The residential investment market is remarkably stable despite geopolitical uncertainties, ongoing regulatory debates and new concerns about interest rates and inflation. This is the result of an exclusive nationwide survey conducted by SCHICK IMMOBILIEN, a leading investment brokerage firm, among private and commercial property owners and investors. The Residential Investment Barometer , published for the sixth time, shows that market participants remain fundamentally willing to invest, but assess the framework conditions more critically than they did in autumn 2025.
More than 70 percent of those surveyed rate the current investment opportunities for existing properties as medium to very good. At the same time, almost 58 percent expect purchase prices to remain stable or rise. Nevertheless, market sentiment has deteriorated.
Jürgen Michael Schick, Managing Director of SCHICK IMMOBILIEN, says: “The demand for residential real estate remains high and the portfolio continues to retain its value. Investors have not lost confidence in the market. What is currently slowing down are political uncertainty, regulatory risks and concerns about rising financing costs.”
Residential Investment Index
The residential investment index stands at 50.4 points in the first half of 2026 and thus remains just in positive territory. After the strong value of the last barometer (2/2025), the index shows a more cautious market assessment and is below the values of the two previous years. The index bundles key survey results on investment opportunities, price expectations, and buying and selling intentions in a benchmark. On a scale from 0 (very pessimistic) to 100 (very optimistic), it offers a condensed assessment of the current market mood.
“The index shows that market participants have become more cautious, but they are not losing confidence in the residential investment market,” says Jürgen Michael Schick.
Investors continue to see opportunities – price expectations are becoming more cautious
Around 73 percent of those surveyed rate the current investment opportunities as neutral to positive. Almost a third even classify the situation as good or very good. At the same time, the proportion of negative assessments has risen to just under 28 percent.
Expectations for price developments are also more cautious. While in autumn 2025 more than 80 percent still expected prices to remain stable or rise, the figure is currently just under 58 percent. Around 42 percent now expect purchase prices to fall slightly or sharply. Nevertheless, the results do not speak for a renewed price decline, but rather for a more conservative market valuation in the face of increasing uncertainties.
Portfolio management remains the dominant strategy
Long-term portfolio management remains the preferred strategy of investors. Around 71 percent of those surveyed continue to rely on the long-term preservation of their properties. At the same time, around 42 percent are planning new acquisitions in the next twelve months, while about one in five market participants is considering sales.
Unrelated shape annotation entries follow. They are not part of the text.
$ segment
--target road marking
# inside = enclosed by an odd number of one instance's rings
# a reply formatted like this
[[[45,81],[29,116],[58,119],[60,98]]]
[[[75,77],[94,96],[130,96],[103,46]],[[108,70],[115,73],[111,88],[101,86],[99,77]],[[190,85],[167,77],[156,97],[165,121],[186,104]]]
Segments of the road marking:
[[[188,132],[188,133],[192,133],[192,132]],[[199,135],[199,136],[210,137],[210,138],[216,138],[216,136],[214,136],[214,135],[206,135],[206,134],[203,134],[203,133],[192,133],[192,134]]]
The results show a market without selling pressure. Many owners concentrate on the management and further development of their portfolios and almost every second person is considering new purchases. “Investors are thinking long-term. Residential real estate remains a value investment that offers stability even in challenging market phases,” says Jürgen Michael Schick.
Tenancy law remains the biggest risk – interest rates and inflation are gaining in importance
From the investors’ point of view, politics remains the biggest factor of uncertainty. Around 82 percent of those surveyed cite possible further tightening of tenancy law as the greatest risk for the residential investment market. This means that concerns about regulatory intervention remain at a historically high level.
The importance of macroeconomic risks has risen particularly significantly. Around 64 percent of those surveyed see rising interest rates or persistently high inflation as a key risk. In the previous barometer, this figure was still around 38 percent. Concerns about further price declines, on the other hand, play only a subordinate role at around 14 percent.
“Investors are currently being challenged from two sides: political uncertainty and concerns about rising financing costs. The market itself is robust, but the framework conditions remain challenging,” says Jürgen Michael Schick.
Large cities remain preferred target markets – Berlin attractive despite political debates
Large cities remain the most important target markets for residential investors. Around 63 percent of those surveyed would buy there in the next twelve months. The surrounding areas of the metropolises as well as B and C cities also remain in demand and are each named as attractive investment locations by around 40 percent of market participants. Despite the ongoing discussions about socialization and further regulation, Berlin continues to be one of the preferred residential investment locations. A slight majority of those surveyed nationwide rate the capital as attractive or very attractive. At the same time, the political debates are weighing on investor confidence: around 58 percent cite the political framework as a decisive factor influencing their assessment of the Berlin market, and more than half point to concerns about socialization.